Akan tetapi, salah satu contoh kasus pengambilalihan saham dalam Putusan KPPU No. 05/KPPU-M/2022 disebutkan bahwa pihak yang memberitahukan PT Lestari Gemilang Intisawit dengan keterlambatan pemberitahuan selama 1.361 (seribu tiga ratus enam puluh satu) hari dikenakan sanksi administratif oleh KPPU jauh lebih kecil yaitu Rp. 1.000.000.000,00 (satu miliar) rupiah. Hal ini perlu dikaji mengingat untuk memperoleh kepastian hukum bagi para pelaku usaha, khususnya dalam pengenaan sanksi administratif.
Penelitian hukum normatif merupakan suatu metode penelitian di bidang hukum yang menitikberatkan pada analisis teks-teks hukum dan dokumen-dokumen hukum guna memahami, menafsirkan dan mengevaluasi kerangka hukum yang mengatur suatu persoalan atau permasalahan hukum tertentu. Dalam metode ini, peneliti akan mengkaji peraturan perundang-undangan, putusan pengadilan, dan literatur hukum yang relevan untuk mengidentifikasi norma hukum yang berlaku, menjelaskan makna dan implikasinya serta merumuskan pandangan atau kesimpulan hukum berdasarkan landasan hukum yang ada. Metode penelitian yang digunakan dalam penelitian ini adalah penelitian hukum normatif, dengan sumber data berdasarkan buku, jurnal atau dokumen lain yang berkaitan dengan penelitian ini.
Dasar Mekanisme Pengenaan
Sanksi Administratif Akibat Keterlambatan Pemberitahuan Pengambilalihan Saham
Pelaku Usaha
Ketentuan mengenai persaingan usaha dan pengawasan pengambilalihan saham untuk mencegah praktik monopoli dan persaingan usaha tidak sehat di Indonesia diatur dalam berbagai peraturan perundang-undangan (Rachmadi Usman, 2022).
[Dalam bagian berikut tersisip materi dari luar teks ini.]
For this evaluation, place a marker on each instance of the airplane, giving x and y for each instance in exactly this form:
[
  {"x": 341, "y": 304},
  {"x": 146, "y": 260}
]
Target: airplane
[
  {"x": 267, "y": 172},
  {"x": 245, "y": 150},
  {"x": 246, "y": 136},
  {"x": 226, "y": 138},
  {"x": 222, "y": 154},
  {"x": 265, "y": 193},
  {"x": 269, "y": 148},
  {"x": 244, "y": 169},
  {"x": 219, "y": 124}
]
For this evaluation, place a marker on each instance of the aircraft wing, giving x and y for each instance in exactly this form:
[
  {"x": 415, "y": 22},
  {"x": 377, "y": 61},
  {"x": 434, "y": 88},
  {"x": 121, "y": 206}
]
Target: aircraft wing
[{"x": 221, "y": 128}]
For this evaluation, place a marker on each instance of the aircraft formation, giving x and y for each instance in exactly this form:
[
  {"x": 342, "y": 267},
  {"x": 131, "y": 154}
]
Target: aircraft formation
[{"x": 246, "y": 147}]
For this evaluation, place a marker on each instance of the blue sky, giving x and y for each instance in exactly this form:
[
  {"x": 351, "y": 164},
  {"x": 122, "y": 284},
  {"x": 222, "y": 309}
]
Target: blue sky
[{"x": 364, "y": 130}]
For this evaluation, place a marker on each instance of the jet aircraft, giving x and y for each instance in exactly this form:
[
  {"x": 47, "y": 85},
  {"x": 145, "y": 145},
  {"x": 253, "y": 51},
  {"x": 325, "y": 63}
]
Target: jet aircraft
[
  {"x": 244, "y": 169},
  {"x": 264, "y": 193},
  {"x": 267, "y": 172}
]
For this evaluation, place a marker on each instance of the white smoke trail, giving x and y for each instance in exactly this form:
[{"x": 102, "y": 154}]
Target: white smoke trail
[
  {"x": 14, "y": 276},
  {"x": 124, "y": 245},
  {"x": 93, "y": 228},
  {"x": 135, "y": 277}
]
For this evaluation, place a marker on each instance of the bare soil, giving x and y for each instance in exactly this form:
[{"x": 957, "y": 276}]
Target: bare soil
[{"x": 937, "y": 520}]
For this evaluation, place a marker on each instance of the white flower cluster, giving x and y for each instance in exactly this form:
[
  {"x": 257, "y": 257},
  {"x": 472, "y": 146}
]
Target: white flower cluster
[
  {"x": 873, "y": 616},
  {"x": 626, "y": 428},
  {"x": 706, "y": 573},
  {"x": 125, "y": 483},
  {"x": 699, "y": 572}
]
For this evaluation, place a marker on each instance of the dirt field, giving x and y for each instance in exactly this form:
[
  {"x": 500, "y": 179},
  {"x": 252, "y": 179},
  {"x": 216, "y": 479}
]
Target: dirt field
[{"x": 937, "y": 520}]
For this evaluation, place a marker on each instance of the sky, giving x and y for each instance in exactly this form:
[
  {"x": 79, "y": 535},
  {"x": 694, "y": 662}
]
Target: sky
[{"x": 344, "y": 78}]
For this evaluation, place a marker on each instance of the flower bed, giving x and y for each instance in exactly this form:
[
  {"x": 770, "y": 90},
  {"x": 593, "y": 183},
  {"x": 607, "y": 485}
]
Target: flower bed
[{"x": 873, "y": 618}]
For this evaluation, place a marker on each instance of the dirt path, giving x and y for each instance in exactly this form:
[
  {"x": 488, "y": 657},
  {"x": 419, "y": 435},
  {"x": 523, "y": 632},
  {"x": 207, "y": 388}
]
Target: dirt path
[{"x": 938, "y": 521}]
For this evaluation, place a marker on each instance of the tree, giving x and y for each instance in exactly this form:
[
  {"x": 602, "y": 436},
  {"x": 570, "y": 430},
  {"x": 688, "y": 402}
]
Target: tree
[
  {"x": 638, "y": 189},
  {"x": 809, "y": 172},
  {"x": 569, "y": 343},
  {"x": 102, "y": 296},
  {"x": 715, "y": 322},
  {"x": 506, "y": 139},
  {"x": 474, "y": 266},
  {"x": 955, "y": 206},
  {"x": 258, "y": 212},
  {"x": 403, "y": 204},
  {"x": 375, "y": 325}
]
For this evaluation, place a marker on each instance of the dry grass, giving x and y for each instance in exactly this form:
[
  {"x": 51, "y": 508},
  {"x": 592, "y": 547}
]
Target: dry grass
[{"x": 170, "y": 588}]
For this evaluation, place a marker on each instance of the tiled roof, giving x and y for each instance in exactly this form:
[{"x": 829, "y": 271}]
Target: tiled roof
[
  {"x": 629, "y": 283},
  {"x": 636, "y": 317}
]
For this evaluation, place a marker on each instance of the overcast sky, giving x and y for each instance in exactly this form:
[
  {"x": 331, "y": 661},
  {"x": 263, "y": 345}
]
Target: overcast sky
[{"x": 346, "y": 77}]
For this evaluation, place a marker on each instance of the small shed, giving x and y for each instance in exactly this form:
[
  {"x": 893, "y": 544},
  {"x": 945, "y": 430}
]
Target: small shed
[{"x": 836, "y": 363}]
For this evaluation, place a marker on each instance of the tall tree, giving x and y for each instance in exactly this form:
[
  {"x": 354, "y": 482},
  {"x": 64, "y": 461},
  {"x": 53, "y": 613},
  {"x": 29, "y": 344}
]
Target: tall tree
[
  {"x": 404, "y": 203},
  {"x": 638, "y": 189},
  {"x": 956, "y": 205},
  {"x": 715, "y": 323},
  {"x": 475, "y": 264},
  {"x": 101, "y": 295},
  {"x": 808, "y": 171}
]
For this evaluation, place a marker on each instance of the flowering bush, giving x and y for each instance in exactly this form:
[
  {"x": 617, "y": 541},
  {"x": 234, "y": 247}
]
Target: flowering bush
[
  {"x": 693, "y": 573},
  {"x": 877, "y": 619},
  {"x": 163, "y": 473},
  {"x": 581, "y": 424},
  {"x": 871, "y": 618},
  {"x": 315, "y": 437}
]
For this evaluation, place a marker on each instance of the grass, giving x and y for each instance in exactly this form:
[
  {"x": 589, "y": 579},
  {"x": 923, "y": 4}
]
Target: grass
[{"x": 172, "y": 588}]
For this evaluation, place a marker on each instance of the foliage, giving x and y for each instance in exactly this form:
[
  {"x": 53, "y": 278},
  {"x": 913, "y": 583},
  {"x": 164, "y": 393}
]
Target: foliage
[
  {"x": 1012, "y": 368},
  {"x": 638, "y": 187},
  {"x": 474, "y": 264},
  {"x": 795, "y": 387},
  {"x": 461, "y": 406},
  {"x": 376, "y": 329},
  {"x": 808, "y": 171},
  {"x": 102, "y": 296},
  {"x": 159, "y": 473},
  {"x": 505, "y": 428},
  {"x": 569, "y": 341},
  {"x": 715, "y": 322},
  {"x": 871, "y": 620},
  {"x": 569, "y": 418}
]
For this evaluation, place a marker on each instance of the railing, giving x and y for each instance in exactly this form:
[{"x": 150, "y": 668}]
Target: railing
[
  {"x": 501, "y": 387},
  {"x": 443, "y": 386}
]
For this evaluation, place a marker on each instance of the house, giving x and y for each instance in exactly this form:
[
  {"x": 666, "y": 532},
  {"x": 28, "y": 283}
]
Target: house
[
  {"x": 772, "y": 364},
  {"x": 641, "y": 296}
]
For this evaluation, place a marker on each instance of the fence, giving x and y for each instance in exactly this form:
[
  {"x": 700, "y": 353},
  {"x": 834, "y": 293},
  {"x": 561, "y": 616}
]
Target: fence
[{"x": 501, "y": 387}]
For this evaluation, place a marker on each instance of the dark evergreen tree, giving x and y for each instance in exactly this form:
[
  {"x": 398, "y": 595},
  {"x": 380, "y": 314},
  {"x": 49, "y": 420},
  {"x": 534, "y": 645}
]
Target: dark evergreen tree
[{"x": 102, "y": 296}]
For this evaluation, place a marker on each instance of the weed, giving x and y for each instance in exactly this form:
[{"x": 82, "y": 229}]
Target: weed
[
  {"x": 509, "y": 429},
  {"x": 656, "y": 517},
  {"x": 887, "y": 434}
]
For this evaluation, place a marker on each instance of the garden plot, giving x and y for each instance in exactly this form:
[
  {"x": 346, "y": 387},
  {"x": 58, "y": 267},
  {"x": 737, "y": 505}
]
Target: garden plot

Salah satu undang-undang yang relevan dalam hal ini adalah Undang-Undang Nomor 5 Tahun 1999 tentang Larangan Praktek Monopoli dan Persaingan Usaha Tidak Sehat (selanjutnya disebut “UU Persaingan Usaha Tidak Sehat”).
Pasal 29 Undang-Undang Persaingan Usaha Tidak Sehat dan Pasal 5 Peraturan Pemerintah Nomor 57 Tahun 2010 Penggabungan atau Peleburan Badan Usaha dan Pengambilalihan Saham Perusahaan yang mengakibatkan terjadinya Prakrik Monopoli dan Persaingan Usaha Tidak Sehat mengatur kewajiban pelaku usaha untuk memberitahukan kepada Komisi Pengawas Persaingan Usaha (KPPU) pada saat terjadi pengambilalihan saham yang dapat meningkatkan nilai aset dan mempengaruhi penjualan perusahaan diakuisisi (Muryanto, 2018). Hal ini merupakan upaya untuk menjamin transparansi dalam penyelenggaraan usaha yang melibatkan pengambilalihan saham, sehingga KPPU dapat memantau dan mengidentifikasi potensi praktik monopoli dan persaingan usaha tidak sehat.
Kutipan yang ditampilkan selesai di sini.